Die EQ-8, nur der Kopf, wiegt schon 25 KG. Dazu kommen nochmal knapp 30kg für das Säulenstativ. Und dann fehlt noch das Teleskop: Der 300er PDS (evtl. hat Dir der Händler den sogar vorgeschlagen) wiegt 26kg. Das heißt, Du würdest jedes Mal über 80kg nach draußen wuchten müssen.

Das nächste Problem, was Du haben wirst, sind die 1500mm Brennweite. Die erfordern nämlich schon eine verdammt genaue Nachführung im Bereich von weniger als einer Winkelsekunde. Andernfalls bringen dir die 1500mm nicht mehr als die 750mm meines kleinen 6-Zöller. Denn dein Bild ist dann nicht schärfer als das eines 150mm-Spiegels. Die Belichtungszeit bleibt aber bei beiden Teleskopen gleich, da die Öffnung f/5 beträgt. Dazu kommt noch die generelle Luftunruhe, die dir sowieso nur 1 bis 2 mal im Jahr erlaubt, bei 1500mm perfekte Ergebisse zu erzielen. Ebenfalls hat man bei der Brennweite bei größeren Objekten wie M31, M81 oder NGC6960 Probleme, sie auf ein Bild zu bannen und muss stattdessen Mosaike anfangen.

Ich persönlich rate Dir daher eher zu einer AZ-EQ5 oder AZ-EQ6. Die haben einen Riemenantrieb und sind damit für die Astrofotografie wärmstens zu empfehlen. Dabei kosten sie haben noch nicht einmal die Hälfte einer EQ-8. Die AZ-EQ6 trägt dabei aber problemlos noch Teleskope bis 10". Man sollte halt nur einen vernünftigen Tubus haben.

Bedenke, dass Du Geld für einen Autoguider (Nachführkamera) ausgeben musst. Die fangen ab etwa 250 Euro an. Bedenke, dass Du meist einen Koma-Korrektor brauchst. der GPU ist hier wärmstens zu Empfehlen, liegt aber auch bei etwa 250 Euro. Bedenke, dass Du einen Filter gegen Lichtverschmutzung brauchst. Der IDAS LP2 ist hier zu empfehlen, kostet aber auch in diesem dreh. Vernünftige Astro-Software brauchst Du auch. Rechnen wir das mit ein, dann bist Du auch noch einmal 1000 Euro los.

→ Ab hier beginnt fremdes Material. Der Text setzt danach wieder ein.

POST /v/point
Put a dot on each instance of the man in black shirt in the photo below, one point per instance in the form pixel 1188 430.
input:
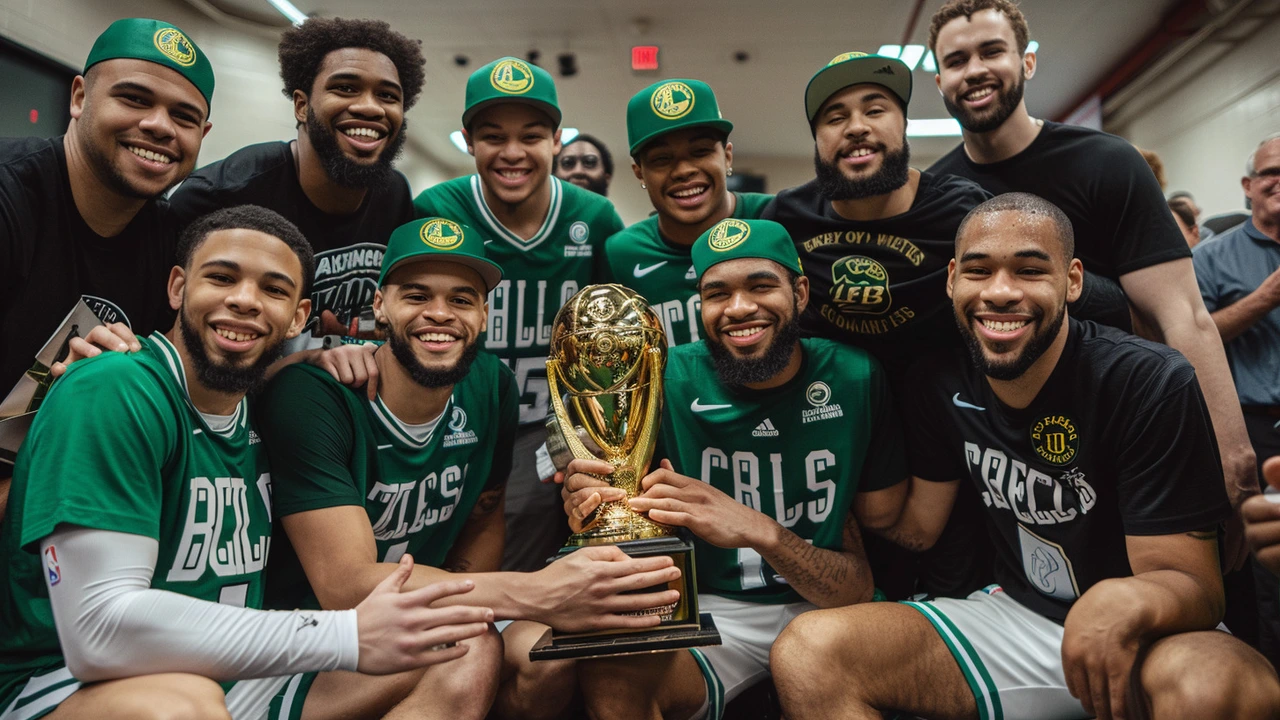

Und vorallem bedenke: Es ist noch kein Meister vom Himmel gefallen. Astrofotografie beherrscht man nicht in 10 Minuten. Man wird am Anfang sehr viel lernen müssen. Wie richte ich das Teleskop richtig aus. Wie plane ich meine Aufnahmen, wie führe ich richtig nach (oder wie führe ich überhaupt nach!), wie muss ich mit der Kamera aufnehmen, was muss ich aufnehmen - und wie bastele ich die ganzen Aufnahmen dann überhaupt zusammen!

Ein großtes Teleskop macht das nicht einfacher. Es stellt dir eher die Frage: Willst Du mich nach den letzt Fehlschlägen überhaupt bei -10°C nach draußen schleppen und vier Stunden später durchgefroren bei -15°C wieder nach drinnen schleppen?